Ce paysage est l’un des plus connus d’Arcachon. C’est celui que contemplent ceux qui descendent de l’église Notre-Dame des Passes pour se diriger vers la jetée du Moulleau. Il contribue d’ailleurs au grand nombre de mariages célébrés dans l’église. C’est surtout l’un des derniers points de vue élevés et accessibles au public qui permette de voir un paysage agréable. Pourtant, ceux qui ont essayé de le photographier sont souvent déçus du résultat, un beau paysage ne donne pas toujours une belle photo ou une belle carte-postale. Bien sûr, une photo ne rend jamais la richesse d’un paysage car celui-ci est principalement le fruit de la vue, mais aussi celle de l’ouïe et de l’odorat. Est-ce la seule raison de cette déception ?

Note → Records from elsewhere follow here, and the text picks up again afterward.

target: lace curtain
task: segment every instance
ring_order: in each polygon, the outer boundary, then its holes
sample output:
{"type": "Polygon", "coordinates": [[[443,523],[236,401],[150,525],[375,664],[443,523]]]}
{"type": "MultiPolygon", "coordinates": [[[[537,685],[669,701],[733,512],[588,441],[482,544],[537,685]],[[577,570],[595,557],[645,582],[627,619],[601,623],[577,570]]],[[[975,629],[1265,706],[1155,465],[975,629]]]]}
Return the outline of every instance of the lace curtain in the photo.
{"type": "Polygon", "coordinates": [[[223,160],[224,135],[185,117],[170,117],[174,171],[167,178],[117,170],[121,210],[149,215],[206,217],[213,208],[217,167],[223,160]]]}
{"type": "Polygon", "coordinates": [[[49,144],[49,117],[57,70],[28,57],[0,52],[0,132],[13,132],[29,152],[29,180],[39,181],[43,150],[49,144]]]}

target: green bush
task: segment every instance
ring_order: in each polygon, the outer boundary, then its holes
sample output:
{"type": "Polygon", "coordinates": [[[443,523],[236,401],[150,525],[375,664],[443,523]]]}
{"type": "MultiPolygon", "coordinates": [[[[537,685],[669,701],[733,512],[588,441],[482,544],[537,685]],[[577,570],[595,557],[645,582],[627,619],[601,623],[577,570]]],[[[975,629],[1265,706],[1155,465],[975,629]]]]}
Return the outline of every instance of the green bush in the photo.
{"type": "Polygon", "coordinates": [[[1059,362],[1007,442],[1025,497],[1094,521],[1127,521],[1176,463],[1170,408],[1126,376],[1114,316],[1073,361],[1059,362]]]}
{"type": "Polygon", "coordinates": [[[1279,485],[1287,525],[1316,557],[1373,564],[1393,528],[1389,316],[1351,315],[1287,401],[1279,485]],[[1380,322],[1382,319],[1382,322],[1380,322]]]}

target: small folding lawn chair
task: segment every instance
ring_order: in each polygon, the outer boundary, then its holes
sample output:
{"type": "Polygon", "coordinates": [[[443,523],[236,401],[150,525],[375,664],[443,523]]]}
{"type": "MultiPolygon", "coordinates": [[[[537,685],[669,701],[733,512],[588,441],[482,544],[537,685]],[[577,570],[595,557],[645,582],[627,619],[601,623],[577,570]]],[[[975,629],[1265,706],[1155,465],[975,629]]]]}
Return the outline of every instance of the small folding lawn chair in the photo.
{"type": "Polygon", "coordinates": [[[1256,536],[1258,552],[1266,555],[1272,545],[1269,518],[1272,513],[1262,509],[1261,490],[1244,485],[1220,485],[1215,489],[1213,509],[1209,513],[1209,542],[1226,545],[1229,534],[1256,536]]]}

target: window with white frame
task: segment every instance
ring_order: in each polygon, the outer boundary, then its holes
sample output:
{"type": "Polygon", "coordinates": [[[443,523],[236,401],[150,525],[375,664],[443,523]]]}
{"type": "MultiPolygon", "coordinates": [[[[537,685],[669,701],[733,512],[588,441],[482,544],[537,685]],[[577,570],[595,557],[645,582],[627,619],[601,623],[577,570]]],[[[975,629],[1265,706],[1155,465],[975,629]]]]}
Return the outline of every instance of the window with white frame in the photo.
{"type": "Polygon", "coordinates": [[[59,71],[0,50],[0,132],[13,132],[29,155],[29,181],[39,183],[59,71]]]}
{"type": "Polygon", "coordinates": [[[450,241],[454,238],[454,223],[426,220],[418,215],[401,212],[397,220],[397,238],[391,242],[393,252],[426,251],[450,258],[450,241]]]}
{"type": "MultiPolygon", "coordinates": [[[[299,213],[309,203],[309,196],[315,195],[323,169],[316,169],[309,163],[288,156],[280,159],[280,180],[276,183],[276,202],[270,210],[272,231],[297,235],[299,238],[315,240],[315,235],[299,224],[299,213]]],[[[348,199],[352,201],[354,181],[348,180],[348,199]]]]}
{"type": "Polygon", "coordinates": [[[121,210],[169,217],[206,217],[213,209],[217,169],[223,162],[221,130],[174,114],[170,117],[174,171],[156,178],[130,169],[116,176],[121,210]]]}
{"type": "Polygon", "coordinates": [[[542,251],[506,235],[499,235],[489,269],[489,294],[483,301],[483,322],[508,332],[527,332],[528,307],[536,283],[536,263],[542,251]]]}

Essayons d’analyser ce paysage. Le premier plan est digne d’une carte-postale avec, en partie haute, la silhouette des pins se détachant sur le ciel, c’est le côté Nature. En partie basse, la statue de la vierge accentue la symétrie du paysage urbain. L’ensemble correspond bien à l’image d’Arcachon : la ville sous les pins. Cependant la photo n’est que moyenne car la vue sur la mer est malheureusement cachée par de gros immeubles. Certains, qui ne sont pas masqués par les arbres, apparaissent discordants avec les toits voisins. Ce paysage serait nettement plus beau si on voyait le Bassin et la presqu’ile du Cap-Ferret au dessus du toit de villas, au minimum entre les villas. C’est la raison pour laquelle l’ASSA prône depuis 35 ans dans ses statuts « la discontinuité de l’habitat bâti, notamment en bordure de mer » et s’oppose aux immeubles qui masqueraient la vue.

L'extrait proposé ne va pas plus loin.